Manual implementation of batching

If you use your own inference server:

import asyncio
from dataclasses import dataclass
from collections import deque
import time

@dataclass
class PendingRequest:
    id: str
    prompt: str
    max_tokens: int
    future: asyncio.Future
    enqueued_at: float

class DynamicBatchInferenceServer:
    def __init__(
        self,
        model,
        max_batch_size: int = 64,
        max_wait_ms: float = 20.0,  # ждём 20ms для набора батча
        max_tokens_per_batch: int = 16384
    ):
        self.model = model
        self.max_batch_size = max_batch_size
        self.max_wait_ms = max_wait_ms
        self.max_tokens_per_batch = max_tokens_per_batch
        self.queue: deque[PendingRequest] = deque()
        self.lock = asyncio.Lock()
        self._batch_worker_task = None

    async def start(self):
        self._batch_worker_task = asyncio.create_task(self._batch_worker())

    async def predict(self, prompt: str, max_tokens: int = 512) -> str:
        future = asyncio.get_event_loop().create_future()
        request = PendingRequest(
            id=str(time.time()),
            prompt=prompt,
            max_tokens=max_tokens,
            future=future,
            enqueued_at=time.time()
        )
        async with self.lock:
            self.queue.append(request)
        return await future

    async def _batch_worker(self):
        while True:
            await asyncio.sleep(self.max_wait_ms / 1000)
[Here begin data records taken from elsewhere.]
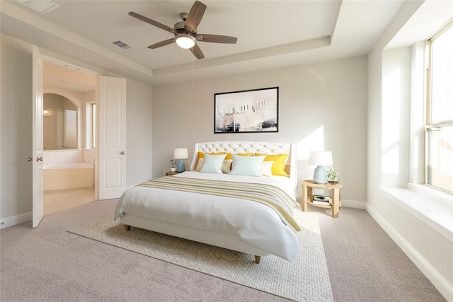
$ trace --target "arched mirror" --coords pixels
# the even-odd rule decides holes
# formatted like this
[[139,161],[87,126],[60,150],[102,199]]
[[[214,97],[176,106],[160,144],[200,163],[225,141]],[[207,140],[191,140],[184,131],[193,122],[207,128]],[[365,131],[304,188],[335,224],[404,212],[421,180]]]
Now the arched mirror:
[[77,106],[55,93],[43,95],[44,150],[77,149]]

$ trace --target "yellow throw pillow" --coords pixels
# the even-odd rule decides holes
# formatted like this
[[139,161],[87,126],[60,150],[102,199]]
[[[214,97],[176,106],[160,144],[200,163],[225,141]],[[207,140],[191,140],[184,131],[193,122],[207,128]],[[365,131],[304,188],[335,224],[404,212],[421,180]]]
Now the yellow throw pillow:
[[[256,156],[260,156],[264,154],[255,153]],[[286,172],[285,172],[285,162],[288,158],[289,154],[277,154],[277,155],[266,155],[264,158],[264,161],[273,161],[272,165],[272,175],[280,175],[280,176],[289,176]]]

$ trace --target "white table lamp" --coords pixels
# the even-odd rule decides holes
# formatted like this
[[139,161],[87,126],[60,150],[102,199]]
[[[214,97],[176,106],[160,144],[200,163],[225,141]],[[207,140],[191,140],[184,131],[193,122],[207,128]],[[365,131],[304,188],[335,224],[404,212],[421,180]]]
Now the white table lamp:
[[324,165],[332,165],[332,152],[311,151],[309,156],[309,165],[316,165],[313,173],[313,181],[315,183],[327,183],[327,172]]
[[184,172],[185,167],[184,166],[184,160],[188,158],[189,156],[187,149],[184,148],[176,148],[173,153],[173,158],[178,160],[178,166],[176,172]]

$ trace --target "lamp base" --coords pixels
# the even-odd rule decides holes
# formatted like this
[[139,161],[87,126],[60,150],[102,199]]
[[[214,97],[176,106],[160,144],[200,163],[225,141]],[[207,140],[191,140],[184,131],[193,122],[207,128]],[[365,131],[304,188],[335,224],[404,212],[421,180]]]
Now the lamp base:
[[314,183],[325,184],[327,183],[327,173],[326,168],[323,165],[318,165],[313,173],[313,181]]
[[178,159],[178,166],[176,167],[176,172],[184,172],[185,170],[185,167],[184,166],[184,160]]

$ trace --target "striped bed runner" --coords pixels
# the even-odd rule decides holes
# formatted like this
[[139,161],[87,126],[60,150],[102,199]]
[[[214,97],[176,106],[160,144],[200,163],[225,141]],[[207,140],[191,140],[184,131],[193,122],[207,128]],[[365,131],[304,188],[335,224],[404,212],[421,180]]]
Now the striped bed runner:
[[259,202],[275,211],[283,223],[293,231],[301,231],[300,226],[292,218],[292,208],[298,204],[285,191],[275,186],[173,176],[164,176],[137,185],[241,198]]

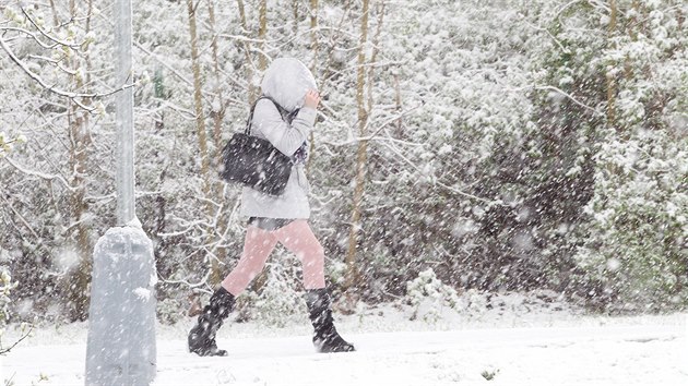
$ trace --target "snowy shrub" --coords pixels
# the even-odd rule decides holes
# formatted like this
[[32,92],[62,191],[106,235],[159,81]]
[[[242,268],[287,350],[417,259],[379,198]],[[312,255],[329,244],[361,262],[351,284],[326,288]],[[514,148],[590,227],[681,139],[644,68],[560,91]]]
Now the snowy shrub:
[[186,316],[186,312],[185,305],[178,299],[165,298],[156,302],[156,315],[162,324],[174,325]]
[[286,262],[296,263],[296,260],[284,258],[283,262],[269,264],[268,280],[260,293],[249,290],[241,295],[245,316],[268,326],[284,327],[292,316],[305,314],[303,292],[297,290],[300,276],[295,275]]
[[441,318],[444,307],[455,310],[459,305],[456,290],[437,278],[432,268],[428,268],[418,277],[406,284],[404,302],[414,307],[412,319],[423,313],[424,321],[434,323]]
[[16,281],[12,282],[10,269],[7,266],[0,266],[0,335],[10,318],[9,307],[12,302],[10,294],[16,286]]
[[688,141],[664,131],[609,133],[596,155],[589,239],[578,265],[622,307],[688,299]]

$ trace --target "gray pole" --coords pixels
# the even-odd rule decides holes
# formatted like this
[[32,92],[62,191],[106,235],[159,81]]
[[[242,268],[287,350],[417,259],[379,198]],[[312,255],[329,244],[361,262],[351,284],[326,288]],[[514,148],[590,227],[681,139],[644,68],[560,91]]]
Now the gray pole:
[[[117,86],[131,85],[131,0],[115,1],[115,60]],[[117,122],[117,225],[124,226],[133,220],[134,197],[134,131],[133,87],[116,94]]]
[[117,227],[93,253],[86,386],[144,386],[155,378],[155,260],[134,201],[131,0],[116,0]]

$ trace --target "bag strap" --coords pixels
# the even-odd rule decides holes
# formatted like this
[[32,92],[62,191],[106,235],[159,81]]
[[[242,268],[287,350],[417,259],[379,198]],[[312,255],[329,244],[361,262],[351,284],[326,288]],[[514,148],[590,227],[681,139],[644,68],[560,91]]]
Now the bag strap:
[[[249,113],[248,121],[246,122],[246,130],[244,131],[246,135],[250,135],[251,133],[251,123],[253,123],[253,111],[256,111],[256,106],[258,106],[258,102],[261,99],[268,99],[272,101],[277,108],[277,111],[280,111],[281,117],[284,117],[284,113],[287,112],[287,110],[284,107],[280,106],[280,104],[277,104],[277,101],[274,100],[272,97],[269,97],[266,95],[261,95],[258,99],[256,99],[256,101],[253,102],[253,106],[251,106],[251,112]],[[298,109],[295,112],[298,112]]]

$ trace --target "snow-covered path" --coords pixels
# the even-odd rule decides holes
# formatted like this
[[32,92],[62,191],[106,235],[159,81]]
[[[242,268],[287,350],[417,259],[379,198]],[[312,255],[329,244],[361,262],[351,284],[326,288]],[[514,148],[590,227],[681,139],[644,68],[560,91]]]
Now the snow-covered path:
[[[84,330],[72,338],[83,338]],[[199,358],[186,351],[183,336],[170,339],[175,334],[163,330],[155,385],[688,385],[687,334],[683,316],[597,326],[359,333],[344,334],[357,352],[317,354],[308,336],[257,333],[221,336],[229,355]],[[1,359],[2,381],[83,385],[84,343],[29,345]],[[484,377],[488,374],[493,381]]]

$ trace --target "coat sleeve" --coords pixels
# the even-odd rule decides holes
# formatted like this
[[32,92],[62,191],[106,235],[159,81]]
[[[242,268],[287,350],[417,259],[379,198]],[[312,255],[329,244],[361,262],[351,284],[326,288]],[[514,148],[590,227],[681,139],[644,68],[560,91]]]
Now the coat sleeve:
[[292,124],[288,124],[282,120],[277,107],[272,101],[261,99],[256,106],[251,126],[260,131],[277,150],[292,156],[308,138],[316,117],[315,109],[303,108]]

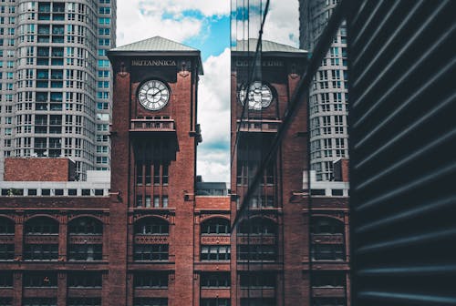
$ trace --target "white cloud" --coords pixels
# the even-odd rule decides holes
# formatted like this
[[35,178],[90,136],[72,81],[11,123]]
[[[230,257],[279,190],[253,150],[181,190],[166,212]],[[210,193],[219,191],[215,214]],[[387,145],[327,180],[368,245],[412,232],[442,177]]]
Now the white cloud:
[[228,0],[119,0],[117,10],[117,46],[161,36],[182,42],[204,32],[204,18],[183,16],[197,11],[204,17],[228,15]]
[[228,48],[218,56],[209,56],[200,80],[202,143],[198,146],[197,172],[205,181],[229,181],[230,63]]
[[198,148],[198,175],[203,181],[230,181],[230,156],[227,150],[205,150]]
[[297,47],[299,46],[299,3],[271,1],[263,38]]
[[202,30],[202,22],[196,18],[162,19],[161,14],[142,15],[140,12],[139,1],[118,2],[117,46],[155,36],[181,42]]
[[141,5],[150,12],[181,14],[184,11],[199,11],[205,16],[222,15],[230,13],[229,0],[143,0]]
[[[188,14],[189,11],[198,14]],[[118,0],[117,46],[161,36],[178,42],[207,35],[210,19],[230,14],[229,0]],[[298,45],[298,1],[272,1],[264,39]],[[230,51],[204,63],[199,87],[198,174],[205,181],[230,177]]]

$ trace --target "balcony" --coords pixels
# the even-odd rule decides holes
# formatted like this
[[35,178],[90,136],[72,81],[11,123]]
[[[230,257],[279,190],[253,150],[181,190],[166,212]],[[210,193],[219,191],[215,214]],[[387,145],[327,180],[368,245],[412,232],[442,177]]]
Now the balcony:
[[270,119],[244,119],[237,120],[237,126],[241,125],[241,132],[260,132],[260,133],[276,133],[282,120]]
[[130,132],[176,132],[172,119],[132,119]]

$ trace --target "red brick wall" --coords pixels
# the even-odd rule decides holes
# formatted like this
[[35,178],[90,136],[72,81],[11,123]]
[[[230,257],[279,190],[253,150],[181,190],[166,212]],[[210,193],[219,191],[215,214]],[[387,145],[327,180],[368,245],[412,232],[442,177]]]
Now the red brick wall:
[[196,197],[197,209],[230,209],[230,197]]
[[74,180],[75,164],[69,158],[7,158],[5,181]]

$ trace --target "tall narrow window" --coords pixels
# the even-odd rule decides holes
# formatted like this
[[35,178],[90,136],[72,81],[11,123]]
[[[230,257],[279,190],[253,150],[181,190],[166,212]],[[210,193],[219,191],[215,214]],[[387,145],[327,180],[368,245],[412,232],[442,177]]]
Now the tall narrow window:
[[153,164],[153,183],[160,185],[160,164],[158,162]]
[[163,163],[163,180],[162,183],[163,185],[168,185],[168,163],[164,162]]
            async with self.lock:
                if not self.queue:
                    continue

                # Формируем батч
                batch: list[PendingRequest] = []
                total_tokens = 0

                while (self.queue
                       and len(batch) < self.max_batch_size
                       and total_tokens + self.queue[0].max_tokens <= self.max_tokens_per_batch):
                    req = self.queue.popleft()
                    batch.append(req)
                    total_tokens += len(req.prompt.split()) + req.max_tokens

            if not batch:
                continue

            # Инференс батча
            prompts = [req.prompt for req in batch]
            max_tokens_list = [req.max_tokens for req in batch]

            try:
                outputs = self.model.generate_batch(prompts, max(max_tokens_list))
                for req, output in zip(batch, outputs):
                    if not req.future.done():
                        req.future.set_result(output)
            except Exception as e:
                for req in batch:
                    if not req.future.done():
                        req.future.set_exception(e)

Batching monitoring

vllm:num_requests_running      # запросов в активном батче
vllm:num_requests_waiting      # запросов в очереди
vllm:avg_prompt_throughput_toks_per_s    # tokens/s для prefill
vllm:avg_generation_throughput_toks_per_s  # tokens/s для decode

The optimal batch size for a specific GPU is determined through benchmarking: we run a load test with different numbers of concurrent users and measure the throughput vs. latency trade-off.